Q[1]: Speaker 1: 'Do you have a girl worth fighting for?' Speaker 2: 'Wish that I had.'
A[1]: no

Q[2]: Speaker 1: 'Do you think I should attend the interview?' Speaker 2: 'Do you want to be a failure for the rest of your life?'
A[2]: yes



Output labels: yes, no


Q[0]: Speaker 1: 'You do this often?' Speaker 2: 'It's my first time.'

Q[1]: Speaker 1: 'Are you trying to make me mad?' Speaker 2: 'I'm just saying, I'd understand if you were upset. '

Q[2]: Speaker 1: 'You want answers?!' Speaker 2: 'I want the truth.'

Q[3]: Speaker 1: 'Are you able to carry the box?' Speaker 2: 'It is as light as a feather.'

Q[4]: Speaker 1: 'Is it hot outside?' Speaker 2: 'You could fry an egg on the sidewalk.'

5.2.1. Changing the data format#

How about using JSON instead of this line-by-line format?

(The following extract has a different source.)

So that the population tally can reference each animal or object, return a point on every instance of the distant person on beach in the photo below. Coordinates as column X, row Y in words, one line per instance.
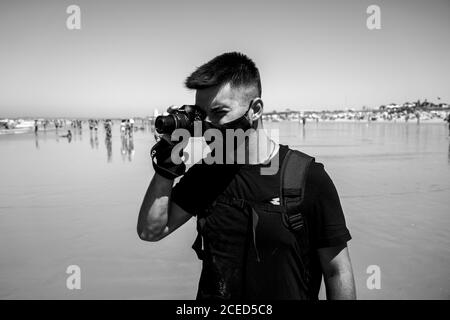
column 260, row 235
column 448, row 121
column 68, row 135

modified_mprompt = mprompt.clone().rebind({r"data_formatter": JSONDataFormatter()})

Voilà! Let’s run it on the data.

result = Output(
    modified_mprompt.with_extractor("empty_result"), minibatch_size=5, on_error="empty_result"
).run(runner, sample)
result[:5]
minibatches[###################################################################################]2/2[00:03<00:00, 0.62it/s]
+--------------------------------------------------------------+----------+
| input                                                        | output   |
+==============================================================+==========+
| Speaker 1: 'You do this often?' Speaker 2: 'It's my first    | no       |
| time.'                                                       |          |
+--------------------------------------------------------------+----------+
| Speaker 1: 'Are you trying to make me mad?' Speaker 2: 'I'm  | no       |
| just saying, I'd understand if you were upset. '             |          |
+--------------------------------------------------------------+----------+
| Speaker 1: 'You want answers?!' Speaker 2: 'I want the       | no       |
| truth.'                                                      |          |
+--------------------------------------------------------------+----------+
| Speaker 1: 'Are you able to carry the box?' Speaker 2: 'It   | yes      |
| is as light as a feather.'                                   |          |
+--------------------------------------------------------------+----------+
| Speaker 1: 'Is it hot outside?' Speaker 2: 'You could fry an | no       |
| egg on the sidewalk.'                                        |          |
+--------------------------------------------------------------+----------+
Constants: {'instructions': "Does Speaker 2's answer mean yes or no? "}
print(result.outputs.llm_requests[0][0])
# Instructions
Does Speaker 2's answer mean yes or no? 

# Examples
[{"id": 0, "input": "Speaker 1: 'Should I bring my umbrella?' Speaker 2: 'Better safe than sorry.'", "output": "yes"}, {"id": 1, "input": "Speaker 1: 'Do you have a girl worth fighting for?' Speaker 2: 'Wish that I had.'", "output": "no"}, {"id": 2, "input": "Speaker 1: 'Do you think I should attend the interview?' Speaker 2: 'Do you want to be a failure for the rest of your life?'", "output": "yes"}]


Output labels: yes, no


[{"id": 0, "input": "Speaker 1: 'You do this often?' Speaker 2: 'It's my first time.'"}, {"id": 1, "input": "Speaker 1: 'Are you trying to make me mad?' Speaker 2: 'I'm just saying, I'd understand if you were upset. '"}, {"id": 2, "input": "Speaker 1: 'You want answers?!' Speaker 2: 'I want the truth.'"}, {"id": 3, "input": "Speaker 1: 'Are you able to carry the box?' Speaker 2: 'It is as light as a feather.'"}, {"id": 4, "input": "Speaker 1: 'Is it hot outside?' Speaker 2: 'You could fry an egg on the sidewalk.'"}]

This is the convinience of using the MetaPrompt class!